Desde la “fábrica” de los obispos españoles, como suele denominarse al Colegio San José, Pérez Pueyo siguió en vivo y en directo, desde su atalaya privilegiada, la renuncia de Benedicto XVI, gesto histórico y revolucionario, que iba a enpistar la nave de Pedro hacia la elección y la consiguiente primavera de Francisco

Hace unos años, cuando presidía el secretariado de la comisión episcopal del Clero escribía un testimonio en el que retrataba su alma sacerdotal y se mostraba “imbuido del genuino sello sacerdotal de Mosén Sol, que ha impreso en mi corazón esa impronta vocacional que me permite valorar todos los carismas eclesiales y favorecer la complementariedad de todas las vocaciones; que me permite compartir la búsqueda de sentido con tantos jóvenes, mostrándoles la libertad y la plenitud que Cristo les ofrece; que me urge a ‘eucaristizar’ la vida como expresión de que es en la eucaristía donde se enraíza mi propia espiritualidad como creyente y como presbítero”

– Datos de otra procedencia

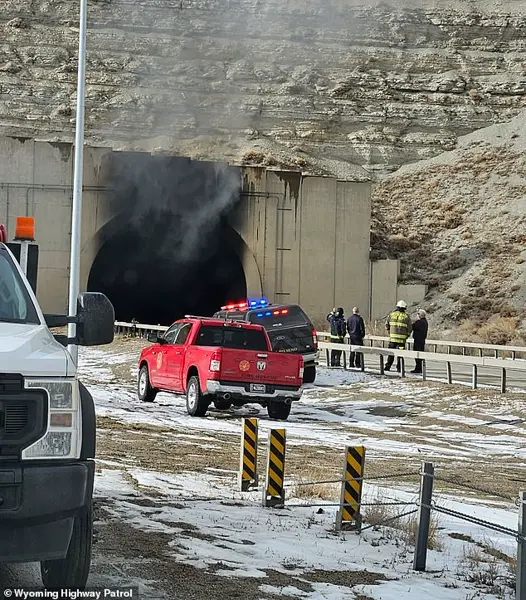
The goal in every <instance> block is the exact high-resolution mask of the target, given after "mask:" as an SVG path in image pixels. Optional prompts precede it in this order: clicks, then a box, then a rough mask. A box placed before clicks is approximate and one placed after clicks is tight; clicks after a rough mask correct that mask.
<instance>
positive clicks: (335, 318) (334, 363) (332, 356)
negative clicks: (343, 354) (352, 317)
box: [327, 307, 345, 367]
mask: <svg viewBox="0 0 526 600" xmlns="http://www.w3.org/2000/svg"><path fill="white" fill-rule="evenodd" d="M327 321H329V323H330V324H331V344H343V342H344V340H345V317H344V316H343V308H341V307H340V308H337V309H336V308H333V309H332V312H330V313H329V314H328V315H327ZM341 357H342V351H341V350H332V351H331V367H339V366H341V364H340V361H341Z"/></svg>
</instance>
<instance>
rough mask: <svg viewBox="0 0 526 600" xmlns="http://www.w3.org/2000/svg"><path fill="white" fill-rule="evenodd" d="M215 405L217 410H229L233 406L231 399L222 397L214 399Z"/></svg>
mask: <svg viewBox="0 0 526 600" xmlns="http://www.w3.org/2000/svg"><path fill="white" fill-rule="evenodd" d="M214 406H215V407H216V408H217V410H228V409H229V408H230V407H231V406H232V402H230V400H223V399H221V398H219V399H217V400H214Z"/></svg>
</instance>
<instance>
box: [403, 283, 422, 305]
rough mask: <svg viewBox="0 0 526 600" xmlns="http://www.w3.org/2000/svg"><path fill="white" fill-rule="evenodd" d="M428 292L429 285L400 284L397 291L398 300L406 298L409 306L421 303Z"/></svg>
mask: <svg viewBox="0 0 526 600" xmlns="http://www.w3.org/2000/svg"><path fill="white" fill-rule="evenodd" d="M426 294H427V285H424V284H400V285H399V286H398V291H397V300H405V301H406V302H407V304H408V305H409V306H415V305H416V304H420V303H421V302H422V301H423V300H424V298H425V297H426Z"/></svg>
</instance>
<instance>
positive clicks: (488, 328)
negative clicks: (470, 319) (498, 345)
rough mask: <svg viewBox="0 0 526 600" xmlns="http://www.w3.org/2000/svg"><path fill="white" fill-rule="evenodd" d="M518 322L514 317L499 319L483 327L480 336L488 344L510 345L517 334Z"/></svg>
mask: <svg viewBox="0 0 526 600" xmlns="http://www.w3.org/2000/svg"><path fill="white" fill-rule="evenodd" d="M517 325H518V320H517V319H516V318H514V317H497V318H496V319H495V320H492V321H490V322H489V323H487V324H486V325H483V326H482V327H480V329H479V330H478V335H479V336H480V337H481V339H482V340H483V341H484V343H486V344H500V345H504V344H509V342H510V341H511V340H512V339H513V338H514V337H515V334H516V332H517Z"/></svg>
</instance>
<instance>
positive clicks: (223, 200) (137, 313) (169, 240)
mask: <svg viewBox="0 0 526 600" xmlns="http://www.w3.org/2000/svg"><path fill="white" fill-rule="evenodd" d="M111 177H112V179H111V181H112V187H113V188H114V189H115V193H116V194H117V195H118V196H119V198H117V201H118V202H119V203H120V204H121V203H124V206H128V207H129V208H128V210H127V211H125V212H124V217H123V221H124V222H123V223H122V225H120V226H119V227H118V229H117V232H116V233H113V234H112V235H111V236H110V237H109V238H108V239H107V240H106V241H105V242H104V243H103V244H102V246H101V248H100V250H99V252H98V254H97V256H96V258H95V260H94V262H93V265H92V268H91V271H90V275H89V280H88V290H90V291H99V292H102V293H104V294H106V295H107V296H108V298H109V299H110V300H111V302H112V303H113V305H114V307H115V315H116V318H117V319H118V320H122V321H131V320H132V319H137V321H139V322H141V323H149V324H157V323H159V324H161V325H169V324H171V323H172V322H173V321H175V320H176V319H178V318H181V317H183V316H184V315H185V314H195V315H203V316H210V315H212V314H213V313H214V312H215V311H216V310H218V309H219V308H220V307H221V306H222V305H224V304H227V303H228V302H229V301H232V300H233V299H238V298H244V297H246V293H247V286H246V280H245V274H244V271H243V266H242V264H241V260H240V258H239V256H238V254H237V253H236V251H235V249H234V248H233V247H232V244H231V243H230V239H231V237H232V233H233V232H232V231H231V229H230V225H229V224H228V222H227V219H228V215H229V214H230V212H231V211H232V210H234V209H235V206H236V204H237V202H238V201H239V197H240V188H239V179H238V177H236V175H235V172H234V171H232V170H230V169H229V168H219V167H218V166H217V165H214V164H213V163H200V162H193V161H189V160H186V159H181V158H173V157H159V156H157V157H154V156H151V155H144V154H143V155H141V154H135V153H133V154H131V155H130V154H128V153H126V154H124V153H123V155H122V156H119V155H118V154H117V164H114V165H113V168H112V170H111Z"/></svg>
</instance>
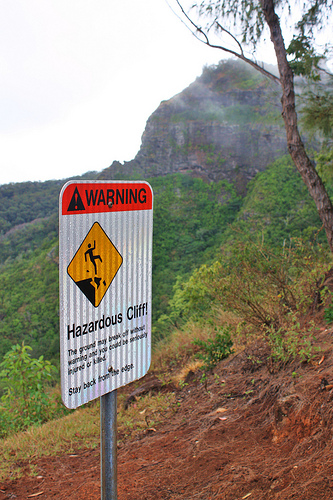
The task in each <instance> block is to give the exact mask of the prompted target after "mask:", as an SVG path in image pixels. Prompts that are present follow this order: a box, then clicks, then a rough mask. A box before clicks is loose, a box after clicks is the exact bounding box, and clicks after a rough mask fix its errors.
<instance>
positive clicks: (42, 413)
mask: <svg viewBox="0 0 333 500" xmlns="http://www.w3.org/2000/svg"><path fill="white" fill-rule="evenodd" d="M31 350H32V349H31V347H30V346H27V345H25V344H24V343H22V345H18V344H17V345H14V346H13V347H12V348H11V350H10V351H9V352H8V353H7V354H6V355H5V356H4V358H3V361H2V363H1V364H0V368H1V371H0V380H1V381H2V383H3V384H4V394H3V395H2V397H1V406H0V424H1V426H0V433H1V437H3V436H6V435H7V434H10V433H12V432H17V431H18V430H22V429H25V428H27V427H29V426H31V425H33V424H41V423H43V422H46V421H47V420H50V419H51V418H54V417H56V416H59V415H61V414H63V413H64V411H63V407H62V405H61V404H60V402H59V401H57V400H56V399H54V398H52V397H50V394H49V392H48V391H47V389H46V387H47V385H48V383H50V382H51V380H52V377H53V376H54V372H55V370H56V369H55V367H54V366H52V365H51V363H50V362H49V361H47V360H44V358H43V356H40V357H39V358H38V359H34V358H31V357H30V354H29V351H31Z"/></svg>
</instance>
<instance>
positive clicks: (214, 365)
mask: <svg viewBox="0 0 333 500" xmlns="http://www.w3.org/2000/svg"><path fill="white" fill-rule="evenodd" d="M193 344H194V345H196V346H198V347H200V349H201V351H202V352H199V353H197V357H198V358H199V359H201V360H202V361H203V362H204V364H203V367H202V368H203V370H204V372H205V373H207V372H208V371H210V370H212V369H213V368H214V367H215V366H216V365H217V364H218V363H219V362H220V361H221V360H222V359H225V358H227V357H228V356H229V355H230V354H231V353H232V352H233V350H232V345H233V342H232V339H231V337H230V333H229V329H228V328H223V329H222V330H221V332H220V333H216V335H215V338H213V339H208V340H207V342H206V341H204V340H197V339H196V340H194V341H193Z"/></svg>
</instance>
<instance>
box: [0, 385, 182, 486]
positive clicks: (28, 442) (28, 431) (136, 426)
mask: <svg viewBox="0 0 333 500" xmlns="http://www.w3.org/2000/svg"><path fill="white" fill-rule="evenodd" d="M125 398H126V394H120V395H119V397H118V410H117V414H118V415H117V425H118V442H121V441H123V440H125V439H127V438H133V437H135V436H136V435H138V434H140V433H142V432H143V431H145V430H147V429H151V428H153V427H154V426H157V425H159V424H160V423H161V422H162V421H163V420H164V419H166V418H168V417H169V416H171V415H172V413H173V411H174V400H175V396H174V394H173V393H167V394H157V395H151V394H148V395H146V396H143V397H142V398H140V399H138V401H136V402H135V403H134V404H132V405H131V406H129V408H128V409H127V410H125V409H124V401H125ZM99 446H100V405H99V400H96V401H94V402H91V403H89V404H88V405H85V406H83V407H81V408H78V409H77V410H75V411H73V412H72V413H71V414H70V415H67V416H65V417H62V418H60V419H58V420H53V421H50V422H47V423H46V424H44V425H41V426H39V427H37V426H35V427H31V428H29V429H28V430H26V431H24V432H19V433H18V434H14V435H12V436H10V437H8V438H6V439H3V440H1V441H0V455H1V457H2V459H1V461H0V480H4V479H5V478H8V477H11V478H15V477H19V476H20V474H21V467H20V465H19V464H20V463H21V462H26V461H28V462H29V461H31V460H33V459H35V458H38V457H42V456H55V455H60V454H62V453H74V452H75V451H77V450H80V449H84V448H90V449H93V448H96V447H99ZM30 469H31V466H30ZM31 474H33V467H32V469H31Z"/></svg>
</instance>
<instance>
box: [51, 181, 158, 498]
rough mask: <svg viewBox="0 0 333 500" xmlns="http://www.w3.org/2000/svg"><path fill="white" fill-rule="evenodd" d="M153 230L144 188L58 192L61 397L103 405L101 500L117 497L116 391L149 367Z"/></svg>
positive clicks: (85, 185)
mask: <svg viewBox="0 0 333 500" xmlns="http://www.w3.org/2000/svg"><path fill="white" fill-rule="evenodd" d="M152 226H153V192H152V189H151V187H150V185H149V184H148V183H147V182H141V181H70V182H68V183H67V184H65V186H64V187H63V188H62V190H61V193H60V200H59V287H60V368H61V395H62V400H63V402H64V404H65V406H67V408H77V407H78V406H80V405H83V404H84V403H87V402H88V401H91V400H93V399H96V398H98V397H100V398H101V472H102V474H101V482H102V500H116V498H117V479H116V478H117V473H116V471H117V458H116V451H117V440H116V429H117V388H118V387H122V386H124V385H126V384H129V383H130V382H132V381H134V380H137V379H139V378H141V377H143V376H144V375H145V374H146V373H147V371H148V369H149V366H150V360H151V308H152V300H151V275H152Z"/></svg>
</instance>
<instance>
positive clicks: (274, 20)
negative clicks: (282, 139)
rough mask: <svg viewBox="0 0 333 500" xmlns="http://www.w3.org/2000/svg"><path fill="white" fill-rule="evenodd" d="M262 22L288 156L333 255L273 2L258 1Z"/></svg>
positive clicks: (326, 202)
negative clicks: (277, 90) (316, 213)
mask: <svg viewBox="0 0 333 500" xmlns="http://www.w3.org/2000/svg"><path fill="white" fill-rule="evenodd" d="M260 3H261V6H262V9H263V13H264V16H265V21H266V23H267V24H268V26H269V29H270V33H271V40H272V42H273V45H274V50H275V54H276V58H277V62H278V68H279V73H280V81H281V86H282V92H283V95H282V100H281V102H282V116H283V119H284V123H285V129H286V132H287V144H288V150H289V153H290V156H291V158H292V160H293V162H294V164H295V166H296V168H297V170H298V171H299V173H300V174H301V176H302V179H303V181H304V182H305V184H306V186H307V188H308V190H309V193H310V195H311V196H312V198H313V200H314V202H315V204H316V207H317V210H318V213H319V217H320V219H321V221H322V223H323V226H324V229H325V231H326V236H327V240H328V244H329V246H330V249H331V252H332V253H333V206H332V203H331V200H330V198H329V196H328V194H327V192H326V189H325V186H324V184H323V182H322V180H321V178H320V177H319V175H318V173H317V171H316V169H315V167H314V165H313V163H312V162H311V160H310V158H309V157H308V155H307V153H306V151H305V147H304V144H303V142H302V140H301V137H300V134H299V131H298V127H297V114H296V108H295V91H294V76H293V72H292V70H291V68H290V66H289V63H288V61H287V53H286V48H285V45H284V40H283V36H282V32H281V26H280V20H279V18H278V16H277V14H276V13H275V10H274V0H260Z"/></svg>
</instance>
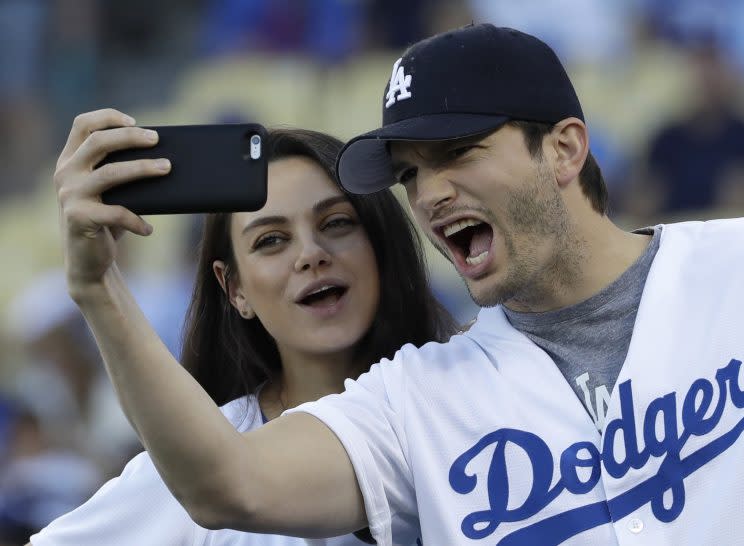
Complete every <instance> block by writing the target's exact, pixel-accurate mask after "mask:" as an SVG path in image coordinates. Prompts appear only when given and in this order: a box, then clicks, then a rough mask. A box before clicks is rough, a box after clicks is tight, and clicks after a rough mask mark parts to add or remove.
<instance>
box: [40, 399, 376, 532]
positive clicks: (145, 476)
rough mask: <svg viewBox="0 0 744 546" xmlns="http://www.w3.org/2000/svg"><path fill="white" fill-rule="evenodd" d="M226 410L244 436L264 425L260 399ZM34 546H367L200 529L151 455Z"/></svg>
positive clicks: (133, 464)
mask: <svg viewBox="0 0 744 546" xmlns="http://www.w3.org/2000/svg"><path fill="white" fill-rule="evenodd" d="M222 412H223V413H224V414H225V416H226V417H227V418H228V419H229V420H230V422H231V423H232V424H233V425H234V426H235V427H236V428H237V429H238V430H239V431H241V432H246V431H248V430H251V429H254V428H257V427H259V426H260V425H261V424H262V419H261V410H260V408H259V405H258V401H257V399H256V397H255V396H248V397H243V398H239V399H237V400H235V401H233V402H230V403H229V404H226V405H225V406H223V407H222ZM31 543H32V544H33V546H68V545H69V546H100V545H101V544H106V545H109V546H133V545H136V546H169V545H171V546H228V545H230V546H362V545H363V544H364V543H363V542H362V541H360V540H358V539H357V538H356V537H354V536H353V535H351V534H350V535H344V536H342V537H336V538H330V539H301V538H295V537H286V536H276V535H262V534H253V533H245V532H241V531H235V530H231V529H222V530H208V529H205V528H203V527H200V526H198V525H197V524H196V523H194V522H193V521H192V520H191V518H190V517H189V515H188V513H187V512H186V510H184V509H183V508H182V507H181V505H180V504H179V503H178V501H177V500H176V499H175V498H174V497H173V495H172V494H171V492H170V491H169V490H168V488H167V487H166V485H165V483H164V482H163V481H162V479H161V478H160V475H159V474H158V472H157V470H156V469H155V466H154V464H153V462H152V460H151V459H150V457H149V456H148V454H147V453H146V452H144V453H140V454H139V455H137V456H136V457H134V458H133V459H132V460H131V461H130V462H129V463H128V464H127V465H126V467H125V468H124V470H123V472H122V473H121V475H120V476H118V477H116V478H114V479H112V480H110V481H109V482H107V483H106V484H104V485H103V487H101V489H99V490H98V492H96V493H95V494H94V495H93V496H92V497H91V498H90V499H89V500H88V502H86V503H85V504H83V505H82V506H80V507H79V508H77V509H76V510H74V511H72V512H70V513H69V514H66V515H64V516H62V517H60V518H58V519H57V520H55V521H53V522H52V523H51V524H49V526H48V527H46V528H45V529H43V530H42V531H41V532H39V533H38V534H36V535H33V536H32V537H31Z"/></svg>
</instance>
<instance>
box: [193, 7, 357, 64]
mask: <svg viewBox="0 0 744 546" xmlns="http://www.w3.org/2000/svg"><path fill="white" fill-rule="evenodd" d="M363 8H364V2H363V1H362V0H304V1H300V0H272V1H268V0H212V1H211V2H209V3H208V6H207V10H206V14H205V21H206V22H205V25H204V31H203V51H204V53H205V54H207V55H211V56H217V55H231V54H240V53H256V52H266V51H269V52H305V53H308V54H309V55H312V56H313V57H315V58H317V59H319V60H323V61H326V62H335V61H339V60H343V59H344V58H346V57H347V56H348V55H350V54H353V53H354V52H356V51H357V49H358V48H359V46H360V38H361V28H362V24H363V16H364V9H363Z"/></svg>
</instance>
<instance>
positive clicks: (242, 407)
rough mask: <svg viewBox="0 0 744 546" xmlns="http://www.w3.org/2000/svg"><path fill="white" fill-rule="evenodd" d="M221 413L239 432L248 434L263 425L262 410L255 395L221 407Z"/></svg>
mask: <svg viewBox="0 0 744 546" xmlns="http://www.w3.org/2000/svg"><path fill="white" fill-rule="evenodd" d="M220 411H222V414H223V415H224V416H225V417H227V419H228V421H230V423H232V425H233V426H234V427H235V428H236V429H237V430H238V431H239V432H247V431H249V430H252V429H254V428H256V427H259V426H261V424H263V420H262V419H261V408H260V407H259V405H258V398H257V397H256V395H255V394H249V395H245V396H241V397H240V398H236V399H235V400H232V401H230V402H228V403H227V404H224V405H223V406H221V407H220Z"/></svg>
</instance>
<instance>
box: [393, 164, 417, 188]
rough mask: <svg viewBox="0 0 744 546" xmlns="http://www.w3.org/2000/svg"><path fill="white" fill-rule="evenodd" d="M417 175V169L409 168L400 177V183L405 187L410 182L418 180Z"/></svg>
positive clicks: (398, 175) (400, 183)
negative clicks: (413, 179)
mask: <svg viewBox="0 0 744 546" xmlns="http://www.w3.org/2000/svg"><path fill="white" fill-rule="evenodd" d="M417 173H418V170H417V169H416V167H409V168H408V169H406V170H404V171H402V172H401V173H400V174H399V175H398V183H400V184H403V185H404V186H405V185H406V184H407V183H408V182H411V181H412V180H413V179H414V178H416V174H417Z"/></svg>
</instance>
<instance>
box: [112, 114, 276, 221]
mask: <svg viewBox="0 0 744 546" xmlns="http://www.w3.org/2000/svg"><path fill="white" fill-rule="evenodd" d="M146 128H147V129H153V130H155V131H157V132H158V135H159V137H160V138H159V140H158V143H157V144H156V145H155V146H153V147H151V148H132V149H128V150H121V151H117V152H112V153H110V154H108V155H107V156H106V158H105V159H104V160H103V161H102V162H101V165H103V164H104V163H112V162H116V161H130V160H134V159H155V158H160V157H164V158H166V159H169V160H170V162H171V171H170V172H169V173H168V174H166V175H164V176H160V177H152V178H146V179H142V180H135V181H133V182H126V183H124V184H122V185H120V186H116V187H115V188H111V189H110V190H107V191H105V192H104V193H103V194H102V196H101V198H102V200H103V202H104V203H106V204H110V205H123V206H124V207H126V208H128V209H129V210H131V211H132V212H134V213H136V214H184V213H201V212H239V211H254V210H258V209H260V208H261V207H263V206H264V204H265V203H266V176H267V169H268V161H267V160H266V154H265V153H264V143H265V142H266V129H265V128H264V127H263V126H262V125H260V124H257V123H240V124H238V123H236V124H222V125H171V126H162V127H146Z"/></svg>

Y concluía con una declaración de intenciones, válida para su etapa de cura y, eventualmente, para su nuevo ciclo de obispo de Barbastro: “Así de sencillo, así de estimulante y, al mismo tiempo, así de arduo y delicado. Ser ‘sacerdote y nada más que sacerdote’. Trabajar ‘en la raíz del bien’, colaborando en la formación de los futuros sacerdotes. Sostener a los que ejercen un ministerio en la Iglesia, sirviendo de ‘bálsamo’ de cuantos se hallan ‘deshabitados, heridos, cansados, desencantados, descentrados. Y recrear junto a ellos el presbiterio diocesano como ‘microclima’ natural que la Iglesia nos ofrece para nuestro crecimiento y santificación. Todo un reto por el que vale la pena ofrecer la vida”

Se puede decir más alto, pero no más claro. Este pastor al estilo de Francisco es el que regresará pronto a España, para hacerse cargo de la diócesis de Barbastro-Monzón y difundir en ella ese “bálsamo” de ternura y misericordia que, a partir de ahora, va a caracterizar a los pastores de Bergoglio.